Citigroup is in rally mode
Citigroup's stock has risen 65% during the past year. That compares to a 15% increase in SPDR S&P Bank ETF, which tracks large U.S. banks.
As the chart highlights, Citigroup's outperformance began during the 2025 second quarter.
Citigroup reported first-quarter 2025 earnings last April. In that quarter, the company reported that earnings per share (EPS) increased to $1.96, up from $1.58 in the first quarter of 2024. That's a 24% increase, which is substantial by any measure. Helping things along was a 300-basis point improvement in the company's return on average tangible common equity, a key measure of a bank's performance.

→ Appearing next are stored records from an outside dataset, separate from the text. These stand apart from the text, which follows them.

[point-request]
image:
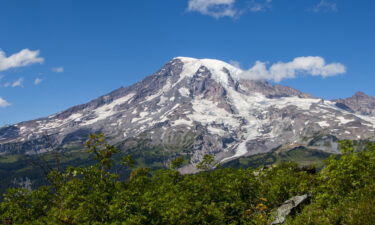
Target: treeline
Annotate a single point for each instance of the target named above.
(342, 193)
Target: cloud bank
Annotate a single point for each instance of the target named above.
(214, 8)
(58, 69)
(3, 103)
(310, 65)
(23, 58)
(325, 6)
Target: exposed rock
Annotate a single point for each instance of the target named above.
(359, 103)
(199, 106)
(289, 207)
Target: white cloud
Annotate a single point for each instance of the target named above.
(214, 8)
(325, 6)
(38, 81)
(258, 6)
(312, 65)
(3, 103)
(226, 8)
(23, 58)
(58, 69)
(16, 83)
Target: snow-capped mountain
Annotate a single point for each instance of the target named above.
(203, 106)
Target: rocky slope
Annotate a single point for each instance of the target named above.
(358, 103)
(200, 106)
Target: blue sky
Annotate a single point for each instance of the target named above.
(72, 51)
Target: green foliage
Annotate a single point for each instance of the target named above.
(342, 193)
(206, 162)
(177, 162)
(101, 149)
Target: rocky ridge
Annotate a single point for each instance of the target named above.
(204, 106)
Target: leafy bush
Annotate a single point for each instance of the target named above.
(92, 195)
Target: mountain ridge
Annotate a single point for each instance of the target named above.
(203, 102)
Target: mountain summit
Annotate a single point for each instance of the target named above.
(200, 106)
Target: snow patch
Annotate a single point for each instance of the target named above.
(108, 110)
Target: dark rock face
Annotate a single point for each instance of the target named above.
(288, 207)
(200, 107)
(358, 103)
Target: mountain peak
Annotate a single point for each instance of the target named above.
(220, 70)
(361, 95)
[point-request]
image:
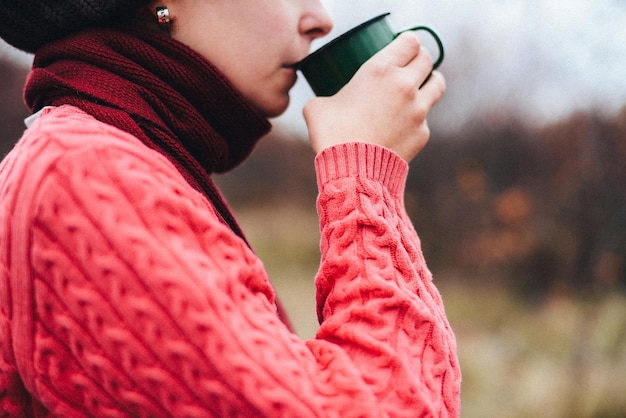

Given the year-over-year improvement, it isn't surprising that investors were optimistic about Citigroup's stock. It followed that quarter with 29% EPS share growth in the second quarter and 23% growth in the third quarter.
Again, it isn't shocking that the rally in Citigroup's share price continued through to the end of the year, given the strong results at the bottom of the income statement.
Image source: Getty Images.
Is Citigroup worth buying now?
In hindsight, it would have been a great investment decision to buy Citigroup at the start of 2025. But what about at the start of 2026, after the stock has outperformed the average bank by such a wide margin? The answer is actually less clear than you might think, particularly if you have a growth at a reasonable price (GARP) focus.
Citigroup isn't nearly as cheap as it has been from a valuation perspective. The price-to-earnings (P/E) ratio is currently 17, compared to a five-year average of roughly 9. The price-to-book (P/B) value ratio is about 1.1 times the five-year average of roughly 0.6. If you compare the stock to its own history, it looks expensive.
However, a comparison to the average bank, using the SPDR S&P Bank ETF as an industry proxy, changes the equation slightly. The SPDR S&P Bank ETF's average P/E ratio is about 12.5 and the average P/B ratio is 1.3. While Citigroup's P/E ratio is above the average, its P/B ratio is below the industry average. Meanwhile, the average dividend yield for a bank is about 2.5% compared to Citigroup's yield of 2%.

NYSE: C
Key Data Points
For the most part, Citigroup still looks relatively expensive compared to the average bank. If you have a value focus, you will probably want to avoid Citigroup. However, Citigroup is performing exceptionally well right now. If you are a GARP investor, it might be worth paying a little bit more for what appears to be an outperforming bank.
Still, it will take strong execution to sustain the company's growth story. It isn't impossible, but investors will want to closely monitor the company's quarterly results after the significant price advance. It is also important to note that year-over-year earnings comparisons will be much more challenging in 2026, given the significant advances made in 2025. Even GARP investors should probably tread with caution at this point.
Most will probably be better off avoiding Citigroup
If you believe Citigroup's financial results can keep growing at a rate close to the current one, you might want to consider buying it. However, go in recognizing that the stock's valuation has risen materially during the past year. Citigroup will likely not interest value investors now that its valuation is on par with, or slightly higher than, the average bank.
It is more appropriate for GARP investors, but even then, you need to think carefully about how likely it is that the bank's EPS will increase at 20% or more each quarter in 2026. Investors should be prepared for full-year 2026 results to be less impressive than they may be hoping.